Dialogue et négociation
L’argument de la légalité est un écran de fumée. Il résiste difficilement à une analyse froide et circonstanciée. Les enseignants sont certes régis par le statut général de la Fonction publique. Mais, eu égard à leur rôle, ils jouissent d’un statut particulier consigné dans la loi n° 20/92 du 08 mars 1993. Ce texte leur accorde des avantages, des droits et des prérogatives, obtenus de haute lutte. Plus de trois décennies après sa promulgation, ils ne devraient plus être contraints de battre le bitume pour en exiger l’application. Contrairement aux insinuations distillées çà et là, la grève de SOS Education n’est pas révélatrice de mauvaise foi, d’incivisme ou d’un faible attachement des enseignants à la loi. Elle met plutôt en lumière les défaillances de l’Etat et les dysfonctionnements en son sein. Concrètement, elle souligne des manquements dans la planification, le suivi des carrières et le respect des engagements.

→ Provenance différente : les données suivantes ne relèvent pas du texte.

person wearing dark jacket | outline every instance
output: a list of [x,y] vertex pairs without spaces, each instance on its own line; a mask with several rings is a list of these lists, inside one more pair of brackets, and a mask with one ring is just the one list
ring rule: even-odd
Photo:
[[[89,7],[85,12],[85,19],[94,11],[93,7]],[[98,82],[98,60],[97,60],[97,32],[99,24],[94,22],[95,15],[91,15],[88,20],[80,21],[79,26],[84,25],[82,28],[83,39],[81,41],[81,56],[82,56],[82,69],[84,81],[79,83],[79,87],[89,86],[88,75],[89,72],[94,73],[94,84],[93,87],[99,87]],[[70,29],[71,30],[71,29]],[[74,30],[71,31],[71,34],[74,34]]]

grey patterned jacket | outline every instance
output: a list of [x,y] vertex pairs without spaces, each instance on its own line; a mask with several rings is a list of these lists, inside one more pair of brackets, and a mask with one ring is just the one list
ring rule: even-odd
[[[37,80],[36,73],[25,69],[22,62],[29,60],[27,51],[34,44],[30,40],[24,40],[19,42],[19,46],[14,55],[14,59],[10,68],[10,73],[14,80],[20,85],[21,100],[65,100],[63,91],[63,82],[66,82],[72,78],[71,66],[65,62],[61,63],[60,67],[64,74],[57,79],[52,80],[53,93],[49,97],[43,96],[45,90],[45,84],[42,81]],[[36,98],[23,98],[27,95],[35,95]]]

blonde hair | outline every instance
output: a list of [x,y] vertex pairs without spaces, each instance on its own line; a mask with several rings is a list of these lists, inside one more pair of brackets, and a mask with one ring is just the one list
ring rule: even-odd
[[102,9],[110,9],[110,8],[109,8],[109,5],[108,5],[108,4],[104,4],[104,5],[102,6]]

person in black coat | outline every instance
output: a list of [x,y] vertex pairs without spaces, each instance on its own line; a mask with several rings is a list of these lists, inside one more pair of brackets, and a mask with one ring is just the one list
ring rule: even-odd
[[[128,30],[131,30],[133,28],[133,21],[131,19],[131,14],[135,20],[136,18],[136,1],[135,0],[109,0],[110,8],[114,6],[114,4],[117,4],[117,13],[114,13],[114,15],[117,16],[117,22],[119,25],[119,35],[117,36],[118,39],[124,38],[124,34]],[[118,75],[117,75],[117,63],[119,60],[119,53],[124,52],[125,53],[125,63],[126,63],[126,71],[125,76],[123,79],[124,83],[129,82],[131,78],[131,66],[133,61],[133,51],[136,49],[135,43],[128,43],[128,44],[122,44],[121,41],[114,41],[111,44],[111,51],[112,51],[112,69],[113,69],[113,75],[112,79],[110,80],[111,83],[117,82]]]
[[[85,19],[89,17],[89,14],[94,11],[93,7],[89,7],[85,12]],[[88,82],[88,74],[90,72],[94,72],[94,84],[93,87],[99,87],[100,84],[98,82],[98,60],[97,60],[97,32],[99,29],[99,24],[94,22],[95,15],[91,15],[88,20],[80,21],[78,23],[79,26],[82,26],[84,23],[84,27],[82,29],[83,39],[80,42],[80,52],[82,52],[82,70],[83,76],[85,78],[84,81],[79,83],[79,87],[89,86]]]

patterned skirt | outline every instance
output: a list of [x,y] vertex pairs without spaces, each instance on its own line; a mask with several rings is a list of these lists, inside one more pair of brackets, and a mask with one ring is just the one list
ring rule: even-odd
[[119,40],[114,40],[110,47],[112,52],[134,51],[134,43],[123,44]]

En décernant des mandats de dépôt à Marcel Libama et Simon Ndong Edzo, le juge a hypothéqué les chances de traiter ces questions dans la sérénité.
Pour autant, dans l’intérêt de ses membres, dans celui des enfants et, plus largement, de l’école gabonaise, SOS Education ne doit ni céder à la tentation de se radicaliser ni se laisser entraîner dans les sentiers sinueux de la défense d’intérêts inavoués. Certes, les régimes précédents ont tant promis et si peu fait pour améliorer la condition de l’enseignant. Certes, pour avoir tergiversé, le gouvernement peut être suspecté de malice. N’empêche, le dialogue et la négociation restent encore le meilleur moyen d’éviter l’impasse. Ils demeurent la voie royale vers un accord, quitte à établir un échéancier. Par contre, le recours à la coercition, comme la multiplication d’initiatives et commentaires peu amènes, semblent contreproductifs.